Using Packer, Ansible and Terraform to create a small Triton Inference cluster

Intro

This project uses Packer to create an AMI with Docker, Nvidia drivers and Nvidia Triton inference server pre-installed. Terraform is then used to deploy this AMI as part of an auto scaling group. 1 instance is created. You can update aws_autoscaling_group.tf to change the desired number of instances.

Using Ubuntu 22.04 LTS as a base - Ubuntu 24.04 worked in some brief testing but doesn't seem to be supported yet
Using a G5.xlarge instance - G6's would be lower cost but are only available in in US East (N. Virginia and Ohio) and US West (Oregon) regions so far
Not using Graviton instances (G5g), The T4G GPUs used in G5g instances are less powerful than those in other GPU instance types.

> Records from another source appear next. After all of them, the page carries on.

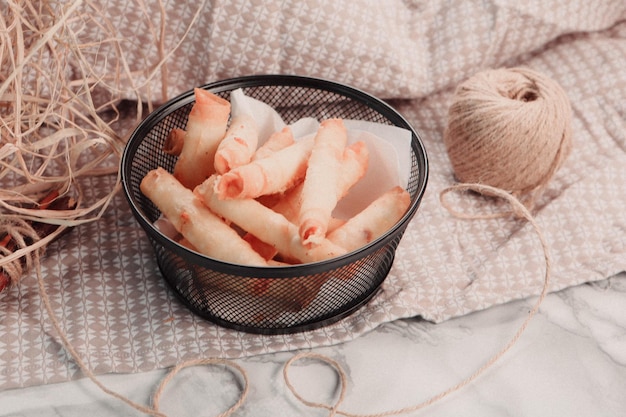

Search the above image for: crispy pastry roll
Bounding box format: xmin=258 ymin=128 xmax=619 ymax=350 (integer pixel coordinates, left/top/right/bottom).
xmin=272 ymin=142 xmax=369 ymax=224
xmin=140 ymin=168 xmax=267 ymax=266
xmin=215 ymin=133 xmax=313 ymax=199
xmin=298 ymin=119 xmax=348 ymax=245
xmin=327 ymin=186 xmax=411 ymax=251
xmin=174 ymin=88 xmax=230 ymax=189
xmin=214 ymin=113 xmax=259 ymax=174
xmin=194 ymin=177 xmax=346 ymax=263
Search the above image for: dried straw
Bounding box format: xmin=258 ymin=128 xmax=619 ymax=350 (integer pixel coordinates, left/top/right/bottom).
xmin=0 ymin=0 xmax=203 ymax=282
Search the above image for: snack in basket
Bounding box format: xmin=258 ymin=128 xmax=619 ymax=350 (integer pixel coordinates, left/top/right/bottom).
xmin=174 ymin=88 xmax=230 ymax=188
xmin=326 ymin=186 xmax=411 ymax=252
xmin=214 ymin=113 xmax=259 ymax=174
xmin=194 ymin=177 xmax=346 ymax=263
xmin=298 ymin=119 xmax=348 ymax=246
xmin=141 ymin=168 xmax=267 ymax=266
xmin=140 ymin=89 xmax=411 ymax=268
xmin=215 ymin=133 xmax=314 ymax=198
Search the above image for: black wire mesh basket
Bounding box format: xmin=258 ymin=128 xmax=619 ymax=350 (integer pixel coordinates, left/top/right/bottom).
xmin=121 ymin=75 xmax=428 ymax=334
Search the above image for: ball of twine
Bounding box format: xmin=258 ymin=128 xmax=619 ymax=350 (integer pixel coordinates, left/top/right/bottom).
xmin=444 ymin=68 xmax=572 ymax=206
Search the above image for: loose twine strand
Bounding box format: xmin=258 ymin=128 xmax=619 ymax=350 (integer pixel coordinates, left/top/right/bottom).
xmin=34 ymin=247 xmax=249 ymax=417
xmin=283 ymin=183 xmax=552 ymax=417
xmin=8 ymin=0 xmax=569 ymax=417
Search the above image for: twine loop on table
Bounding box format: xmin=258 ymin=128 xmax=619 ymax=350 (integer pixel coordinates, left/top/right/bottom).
xmin=34 ymin=252 xmax=249 ymax=417
xmin=283 ymin=183 xmax=552 ymax=417
xmin=283 ymin=68 xmax=572 ymax=417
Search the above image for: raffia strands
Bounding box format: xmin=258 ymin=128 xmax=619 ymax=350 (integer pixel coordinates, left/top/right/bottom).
xmin=444 ymin=68 xmax=572 ymax=207
xmin=0 ymin=0 xmax=203 ymax=283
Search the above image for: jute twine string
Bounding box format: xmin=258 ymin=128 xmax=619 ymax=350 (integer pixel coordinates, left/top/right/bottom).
xmin=443 ymin=68 xmax=572 ymax=208
xmin=283 ymin=184 xmax=552 ymax=417
xmin=283 ymin=68 xmax=571 ymax=417
xmin=34 ymin=252 xmax=249 ymax=417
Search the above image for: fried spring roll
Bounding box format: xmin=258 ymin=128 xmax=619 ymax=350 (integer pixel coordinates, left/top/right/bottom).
xmin=194 ymin=177 xmax=346 ymax=263
xmin=215 ymin=133 xmax=313 ymax=199
xmin=327 ymin=186 xmax=411 ymax=251
xmin=271 ymin=142 xmax=369 ymax=223
xmin=140 ymin=168 xmax=267 ymax=266
xmin=214 ymin=113 xmax=259 ymax=174
xmin=174 ymin=88 xmax=230 ymax=189
xmin=298 ymin=119 xmax=348 ymax=245
xmin=252 ymin=126 xmax=295 ymax=161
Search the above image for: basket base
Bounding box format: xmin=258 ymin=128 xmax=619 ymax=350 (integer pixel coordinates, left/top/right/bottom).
xmin=159 ymin=260 xmax=393 ymax=335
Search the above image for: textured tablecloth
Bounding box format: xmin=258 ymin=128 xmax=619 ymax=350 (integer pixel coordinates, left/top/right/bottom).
xmin=0 ymin=1 xmax=626 ymax=389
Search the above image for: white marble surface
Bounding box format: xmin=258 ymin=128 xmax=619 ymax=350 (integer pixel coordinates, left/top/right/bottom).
xmin=0 ymin=274 xmax=626 ymax=417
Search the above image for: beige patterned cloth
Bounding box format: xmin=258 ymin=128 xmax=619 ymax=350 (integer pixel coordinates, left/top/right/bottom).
xmin=0 ymin=0 xmax=626 ymax=389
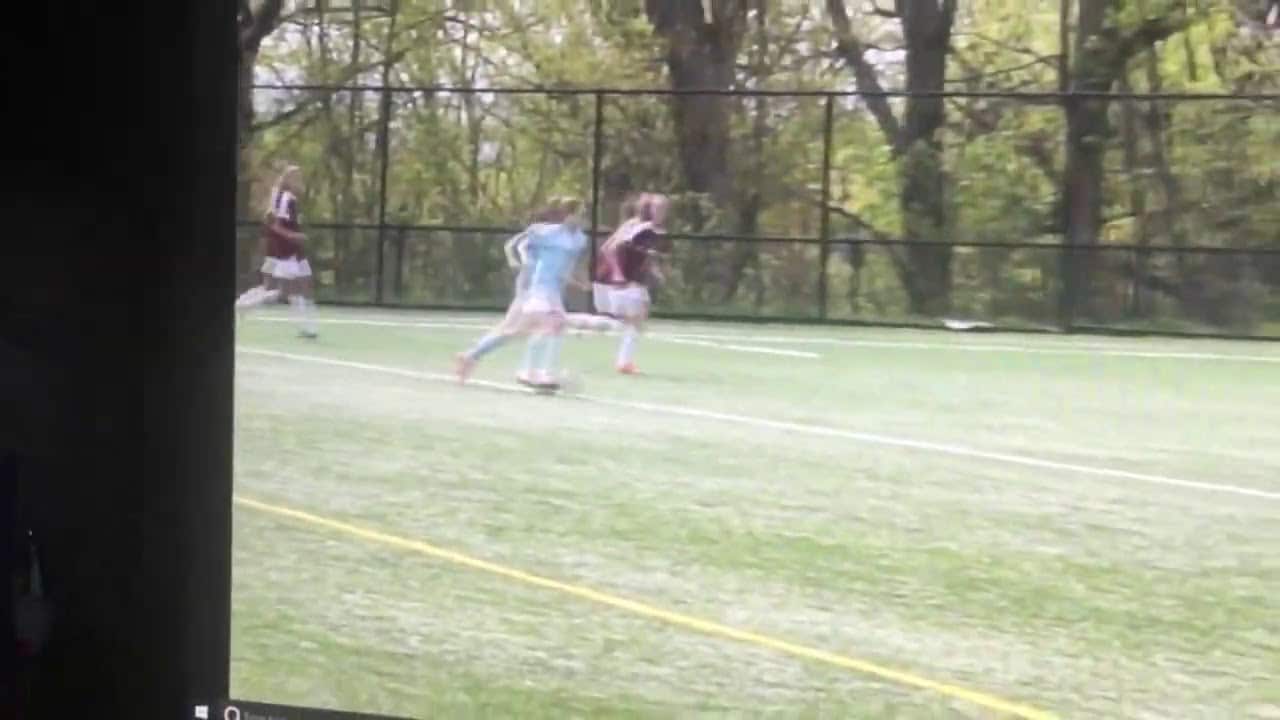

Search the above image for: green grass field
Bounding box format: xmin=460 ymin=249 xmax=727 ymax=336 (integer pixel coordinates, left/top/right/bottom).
xmin=232 ymin=309 xmax=1280 ymax=719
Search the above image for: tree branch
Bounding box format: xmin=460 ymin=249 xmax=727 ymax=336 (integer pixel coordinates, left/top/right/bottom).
xmin=239 ymin=0 xmax=284 ymax=53
xmin=827 ymin=0 xmax=902 ymax=154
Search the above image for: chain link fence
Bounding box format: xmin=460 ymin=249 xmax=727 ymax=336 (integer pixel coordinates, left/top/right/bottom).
xmin=239 ymin=86 xmax=1280 ymax=338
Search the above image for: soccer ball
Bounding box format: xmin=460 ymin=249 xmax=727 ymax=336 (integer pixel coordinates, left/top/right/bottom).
xmin=558 ymin=370 xmax=582 ymax=395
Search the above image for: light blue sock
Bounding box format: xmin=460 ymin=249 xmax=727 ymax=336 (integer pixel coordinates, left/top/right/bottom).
xmin=466 ymin=334 xmax=511 ymax=360
xmin=541 ymin=334 xmax=564 ymax=377
xmin=520 ymin=334 xmax=543 ymax=375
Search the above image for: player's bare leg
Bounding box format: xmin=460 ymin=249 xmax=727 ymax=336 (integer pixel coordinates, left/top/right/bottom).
xmin=289 ymin=266 xmax=319 ymax=340
xmin=617 ymin=299 xmax=649 ymax=375
xmin=236 ymin=264 xmax=280 ymax=314
xmin=564 ymin=313 xmax=623 ymax=333
xmin=453 ymin=296 xmax=525 ymax=383
xmin=516 ymin=313 xmax=566 ymax=391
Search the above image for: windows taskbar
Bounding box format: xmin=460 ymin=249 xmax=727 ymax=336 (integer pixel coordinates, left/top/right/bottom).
xmin=191 ymin=700 xmax=410 ymax=720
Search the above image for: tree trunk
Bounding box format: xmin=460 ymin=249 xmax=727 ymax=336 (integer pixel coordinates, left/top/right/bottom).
xmin=1059 ymin=0 xmax=1188 ymax=327
xmin=236 ymin=0 xmax=283 ymax=292
xmin=897 ymin=0 xmax=955 ymax=316
xmin=1120 ymin=76 xmax=1160 ymax=318
xmin=645 ymin=0 xmax=746 ymax=209
xmin=827 ymin=0 xmax=956 ymax=315
xmin=722 ymin=0 xmax=769 ymax=302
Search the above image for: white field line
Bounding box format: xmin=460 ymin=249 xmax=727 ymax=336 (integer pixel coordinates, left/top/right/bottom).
xmin=649 ymin=333 xmax=822 ymax=360
xmin=249 ymin=316 xmax=1280 ymax=365
xmin=252 ymin=318 xmax=822 ymax=360
xmin=237 ymin=347 xmax=1280 ymax=501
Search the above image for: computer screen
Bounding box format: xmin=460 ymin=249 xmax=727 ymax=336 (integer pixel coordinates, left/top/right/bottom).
xmin=225 ymin=0 xmax=1280 ymax=719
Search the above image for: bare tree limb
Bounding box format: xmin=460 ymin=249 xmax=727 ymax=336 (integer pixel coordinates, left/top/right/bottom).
xmin=239 ymin=0 xmax=284 ymax=53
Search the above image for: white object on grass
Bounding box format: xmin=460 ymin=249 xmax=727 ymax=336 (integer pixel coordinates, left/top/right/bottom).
xmin=942 ymin=318 xmax=996 ymax=331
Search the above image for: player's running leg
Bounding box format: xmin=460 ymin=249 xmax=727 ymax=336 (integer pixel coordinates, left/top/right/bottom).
xmin=236 ymin=258 xmax=280 ymax=313
xmin=616 ymin=286 xmax=649 ymax=375
xmin=289 ymin=258 xmax=319 ymax=340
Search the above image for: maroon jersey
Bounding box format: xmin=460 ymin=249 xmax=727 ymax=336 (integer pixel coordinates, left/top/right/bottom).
xmin=266 ymin=190 xmax=306 ymax=260
xmin=618 ymin=229 xmax=658 ymax=283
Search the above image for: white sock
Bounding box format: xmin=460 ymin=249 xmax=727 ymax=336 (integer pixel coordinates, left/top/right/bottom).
xmin=618 ymin=325 xmax=640 ymax=366
xmin=289 ymin=295 xmax=316 ymax=334
xmin=564 ymin=313 xmax=622 ymax=332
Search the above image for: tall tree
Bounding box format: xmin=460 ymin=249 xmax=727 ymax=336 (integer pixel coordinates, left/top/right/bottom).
xmin=645 ymin=0 xmax=748 ymax=208
xmin=236 ymin=0 xmax=284 ymax=218
xmin=1059 ymin=0 xmax=1189 ymax=319
xmin=827 ymin=0 xmax=956 ymax=315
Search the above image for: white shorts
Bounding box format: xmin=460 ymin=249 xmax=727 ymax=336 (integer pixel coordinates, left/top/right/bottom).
xmin=511 ymin=265 xmax=534 ymax=295
xmin=520 ymin=288 xmax=564 ymax=315
xmin=591 ymin=283 xmax=650 ymax=318
xmin=271 ymin=255 xmax=311 ymax=281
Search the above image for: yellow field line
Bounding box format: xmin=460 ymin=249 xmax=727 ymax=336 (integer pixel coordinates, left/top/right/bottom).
xmin=236 ymin=495 xmax=1056 ymax=720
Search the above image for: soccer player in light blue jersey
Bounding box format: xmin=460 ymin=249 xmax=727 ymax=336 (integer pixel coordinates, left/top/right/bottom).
xmin=516 ymin=199 xmax=588 ymax=389
xmin=456 ymin=199 xmax=580 ymax=382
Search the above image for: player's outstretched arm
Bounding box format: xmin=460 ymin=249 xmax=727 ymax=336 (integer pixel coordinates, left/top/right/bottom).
xmin=502 ymin=231 xmax=529 ymax=269
xmin=271 ymin=218 xmax=307 ymax=243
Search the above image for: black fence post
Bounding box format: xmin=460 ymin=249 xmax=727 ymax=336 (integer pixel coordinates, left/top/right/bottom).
xmin=818 ymin=95 xmax=836 ymax=320
xmin=374 ymin=86 xmax=399 ymax=305
xmin=586 ymin=92 xmax=604 ymax=304
xmin=1057 ymin=0 xmax=1076 ymax=332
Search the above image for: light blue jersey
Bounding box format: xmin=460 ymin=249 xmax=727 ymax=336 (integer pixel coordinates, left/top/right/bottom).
xmin=527 ymin=224 xmax=586 ymax=296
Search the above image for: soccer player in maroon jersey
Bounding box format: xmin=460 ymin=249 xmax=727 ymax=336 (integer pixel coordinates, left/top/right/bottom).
xmin=594 ymin=192 xmax=671 ymax=374
xmin=237 ymin=165 xmax=316 ymax=338
xmin=236 ymin=172 xmax=282 ymax=314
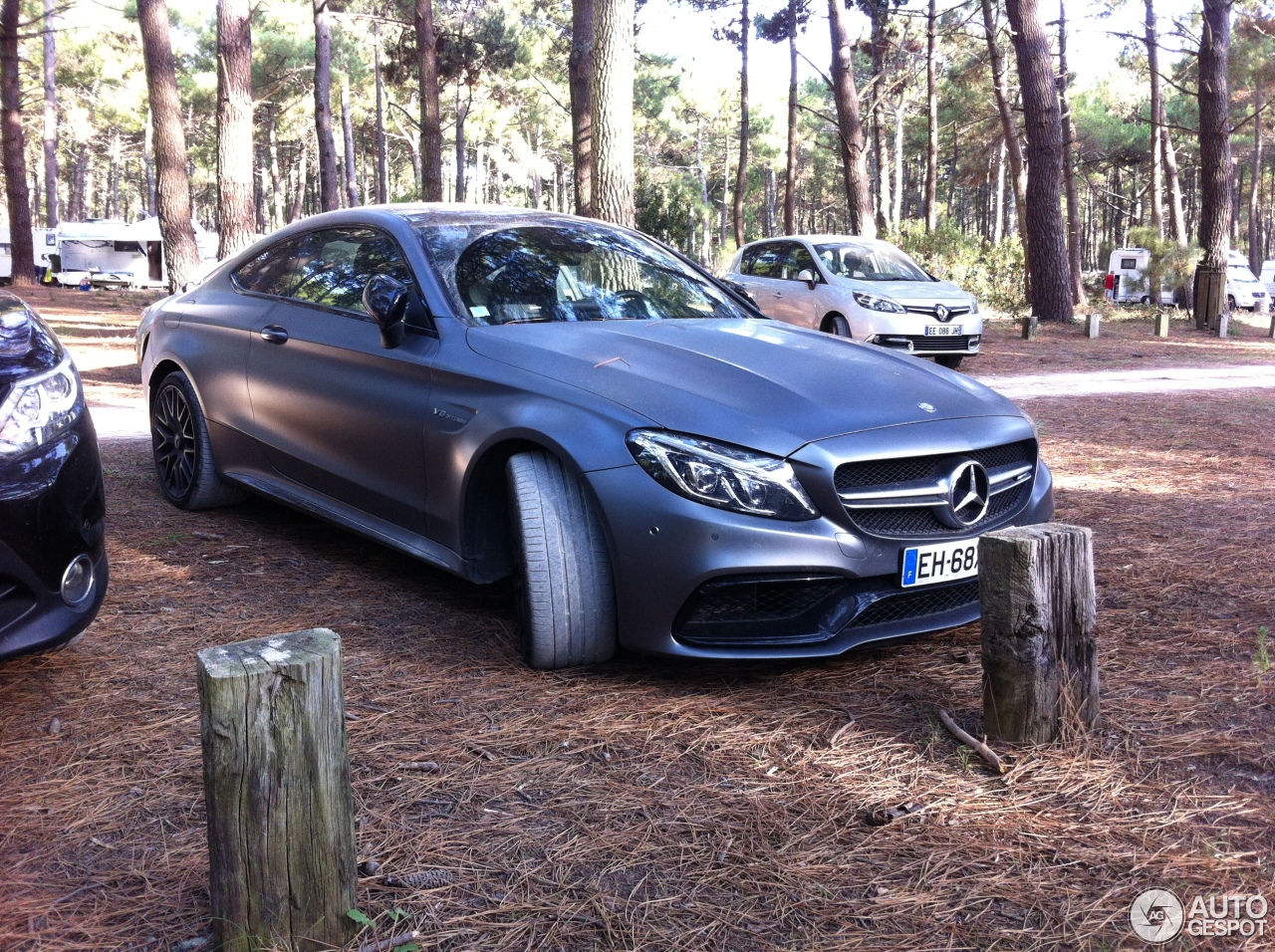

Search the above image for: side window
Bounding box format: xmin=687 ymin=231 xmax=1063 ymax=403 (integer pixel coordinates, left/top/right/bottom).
xmin=752 ymin=243 xmax=784 ymax=278
xmin=784 ymin=242 xmax=819 ymax=281
xmin=232 ymin=238 xmax=302 ymax=295
xmin=288 ymin=228 xmax=411 ymax=314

The log from the Docker container once Triton has started up:

I0630 09:01:04.101097 1 metrics.cc:864] Collecting metrics for GPU 0: NVIDIA A10G
I0630 09:01:04.101779 1 metrics.cc:757] Collecting CPU metrics
I0630 09:01:04.102062 1 tritonserver.cc:2264]
+----------------------------------+--------------------------------------------------------------------------------------------------------------------------------------------------+
| Option                           | Value                                                                                                                                            |
+----------------------------------+--------------------------------------------------------------------------------------------------------------------------------------------------+
| server_id                        | triton                                                                                                                                           |
| server_version                   | 2.29.0                                                                                                                                           |
| server_extensions                | classification sequence model_repository model_repository(unload_dependents) schedule_policy model_configuration system_shared_memory cuda_share |
|                                  | d_memory binary_tensor_data statistics trace logging                                                                                             |
| model_repository_path[0]         | /models                                                                                                                                          |
| model_control_mode               | MODE_NONE                                                                                                                                        |
| strict_model_config              | 0                                                                                                                                                |
| rate_limit                       | OFF                                                                                                                                              |
| pinned_memory_pool_byte_size     | 268435456                                                                                                                                        |
| cuda_memory_pool_byte_size{0}    | 67108864                                                                                                                                         |
| response_cache_byte_size         | 0                                                                                                                                                |
| min_supported_compute_capability | 6.0                                                                                                                                              |
| strict_readiness                 | 1                                                                                                                                                |
| exit_timeout                     | 30                                                                                                                                               |
+----------------------------------+--------------------------------------------------------------------------------------------------------------------------------------------------+

I0630 09:01:04.653081 1 grpc_server.cc:4819] Started GRPCInferenceService at 0.0.0.0:8001
I0630 09:01:04.654435 1 http_server.cc:3477] Started HTTPService at 0.0.0.0:8000
I0630 09:01:04.696305 1 http_server.cc:184] Started Metrics Service at 0.0.0.0:8002

Before you begin, You will need

An AWS account - Copy terraform.tfvars.example to terraform.tfvars with details from your own account, such as VPC and Subnet IDs.
Packer is used to create an Amazon Machine Image (AMI). An AMI is like a prepared EC2 instance that has not been started up yet.
Ansible is used within Packer to install some neccessary services while Packer is building the image.
Terraform is used to create the minimum AWS infrastructure we need. It will use the Image created by Packer.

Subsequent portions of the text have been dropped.